Tide Turning on Chinese Dog Meat Festival Which Sees 10,000 Dogs Slaughtered

Up to 10,000 dogs are expected to have been slaughtered over Sunday and Monday for the festival Humane Society International

A total of 10,000 dogs will have been killed, cooked and eaten in the last two days as part of the annual Yulin Dog Meat Festival in China, which marks the summer solstice, despite a global outcry from animal rights groups, campaigners and celebrities to stop the festival.

Wendy Higgins, the EU communications director of Humane Society International, who attended this year's festival as an observer, says that each year, around 10,000 dogs in the south of China are taken from their homes or the streets and transported for days in order to be sold on the black market at the festival.

But Higgins says she believes it is finally the "beginning of the end for the dog meat festival in China", thanks to celebrity-backed campaigns to stop the festival and a wave of change amongst China's new young dog-owning generation.

According to Higgins, owners keep the dogs in crowded metal cages and beat them to death with a blunt object, believing that the more fear and pain a dog endures before its death, the tastier the meat is to consume. Some are even boiled when still alive.

Supporters of the tradition of eating dog meat during the Yulin festival in Guangxi province argue that the ritual dates back to over four hundred years in China, South Korea and in various other Asian countries.

But animal rights activist claim that whilst dog meat has been a delicacy in rural parts of the country for some time, the mass transportation and culling of the dogs before for the Yulin festival only dates back as far as 2010 and was invented as a way for dog meat traders to boost profit from increased tourism in the area.

Live dog markets Humane Society International

In the lead up to the festival this year, celebrities both inside and outside of China began stepping up a campaign to push for a ban on the tradition.

High-profile figures included British comedian Ricky Gervais and Chinese actors Sun Li and Yang Mi who campaigned on Chinese microblogging site Weibo by posting pictures of their dogs and anti-Yulin festival posters and messages.

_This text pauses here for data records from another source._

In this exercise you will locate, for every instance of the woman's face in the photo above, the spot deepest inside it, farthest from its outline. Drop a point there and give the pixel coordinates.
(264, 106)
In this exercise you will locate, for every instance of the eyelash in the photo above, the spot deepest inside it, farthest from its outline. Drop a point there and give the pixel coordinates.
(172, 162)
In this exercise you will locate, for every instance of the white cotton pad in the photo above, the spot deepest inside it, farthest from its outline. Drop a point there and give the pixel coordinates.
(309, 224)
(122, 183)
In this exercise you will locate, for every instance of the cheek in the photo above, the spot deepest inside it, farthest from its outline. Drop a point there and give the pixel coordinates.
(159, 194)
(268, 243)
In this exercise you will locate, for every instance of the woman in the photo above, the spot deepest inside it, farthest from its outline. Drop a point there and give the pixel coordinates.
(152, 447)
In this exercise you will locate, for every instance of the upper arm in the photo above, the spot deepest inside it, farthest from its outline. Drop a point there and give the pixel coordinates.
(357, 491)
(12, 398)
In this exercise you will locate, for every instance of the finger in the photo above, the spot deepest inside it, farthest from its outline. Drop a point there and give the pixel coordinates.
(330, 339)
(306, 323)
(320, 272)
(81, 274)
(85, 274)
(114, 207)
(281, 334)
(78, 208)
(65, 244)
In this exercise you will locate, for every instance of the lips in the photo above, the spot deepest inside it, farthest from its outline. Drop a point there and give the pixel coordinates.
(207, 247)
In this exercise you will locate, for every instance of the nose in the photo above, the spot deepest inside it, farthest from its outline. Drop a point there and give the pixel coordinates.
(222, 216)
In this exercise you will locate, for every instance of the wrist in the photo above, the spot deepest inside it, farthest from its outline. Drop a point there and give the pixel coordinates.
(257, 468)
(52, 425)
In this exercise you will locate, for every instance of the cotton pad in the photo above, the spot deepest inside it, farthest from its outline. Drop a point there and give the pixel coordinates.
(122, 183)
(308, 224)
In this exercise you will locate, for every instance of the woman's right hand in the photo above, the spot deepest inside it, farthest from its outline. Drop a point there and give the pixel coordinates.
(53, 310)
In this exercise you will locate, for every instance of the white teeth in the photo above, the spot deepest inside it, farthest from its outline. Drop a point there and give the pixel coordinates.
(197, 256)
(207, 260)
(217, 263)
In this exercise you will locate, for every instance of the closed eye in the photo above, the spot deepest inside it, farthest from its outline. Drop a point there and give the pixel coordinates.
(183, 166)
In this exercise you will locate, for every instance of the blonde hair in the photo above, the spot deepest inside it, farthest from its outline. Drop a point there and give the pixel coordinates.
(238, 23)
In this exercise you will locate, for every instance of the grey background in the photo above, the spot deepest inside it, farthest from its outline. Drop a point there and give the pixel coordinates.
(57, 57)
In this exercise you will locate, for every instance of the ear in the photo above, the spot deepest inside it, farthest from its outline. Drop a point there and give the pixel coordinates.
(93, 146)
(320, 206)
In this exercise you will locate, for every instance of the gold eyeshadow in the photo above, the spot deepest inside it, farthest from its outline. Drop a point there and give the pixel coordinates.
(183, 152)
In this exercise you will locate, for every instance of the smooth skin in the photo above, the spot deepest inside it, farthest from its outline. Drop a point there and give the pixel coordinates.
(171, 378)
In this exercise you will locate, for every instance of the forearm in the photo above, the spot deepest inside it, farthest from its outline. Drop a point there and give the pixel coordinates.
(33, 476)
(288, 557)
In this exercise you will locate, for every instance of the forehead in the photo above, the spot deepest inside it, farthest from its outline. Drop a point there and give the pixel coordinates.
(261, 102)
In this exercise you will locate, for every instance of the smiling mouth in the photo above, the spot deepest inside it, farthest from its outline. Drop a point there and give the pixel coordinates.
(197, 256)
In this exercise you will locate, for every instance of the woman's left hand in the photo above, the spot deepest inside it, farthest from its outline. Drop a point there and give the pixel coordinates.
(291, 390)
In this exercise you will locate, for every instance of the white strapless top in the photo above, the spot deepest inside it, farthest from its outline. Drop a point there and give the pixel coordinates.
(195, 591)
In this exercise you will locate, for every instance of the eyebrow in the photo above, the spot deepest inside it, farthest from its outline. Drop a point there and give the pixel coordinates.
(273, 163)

Videos containing the voices of high profile Chinese actors, such as Fan Bingbing, calling for the end to the festival have also been circulating online.

A Change.org petition, which began in Canada, has also been gathering momentum online, with almost four million people having signed their names to protest against the festival.

Higgins says that there is now a push for change, coming specifically from younger generations in the country.

Older generations, who mostly eat the dog meat, had never "experienced loving relationships with cats or dogs as they weren't allowed to keep them as pets whilst living under the previous communist regime in the country," Higgins said.

"Now, the younger upwardly mobile pet owning generation do not want to see the animals killed and are speaking out about it."

Higgins said the ritual has come up against so much opposition that the killing is now done in private, saying she only witnessed the slaughtering of dogs in darkness, between the hours of 3-6am.

Each year it is estimated that 10 million dogs are slaughtered in China alone, some of the other countries involved in the dog meat industry are Indonesia, Korea, Philippines and Vietnam.

Higgins thinks the international campaign has now become too big to ignore: "The protests have reached a critical mass and China really wants to solve the problem itself. This is certainly the beginning of the end for the festival in Yulin."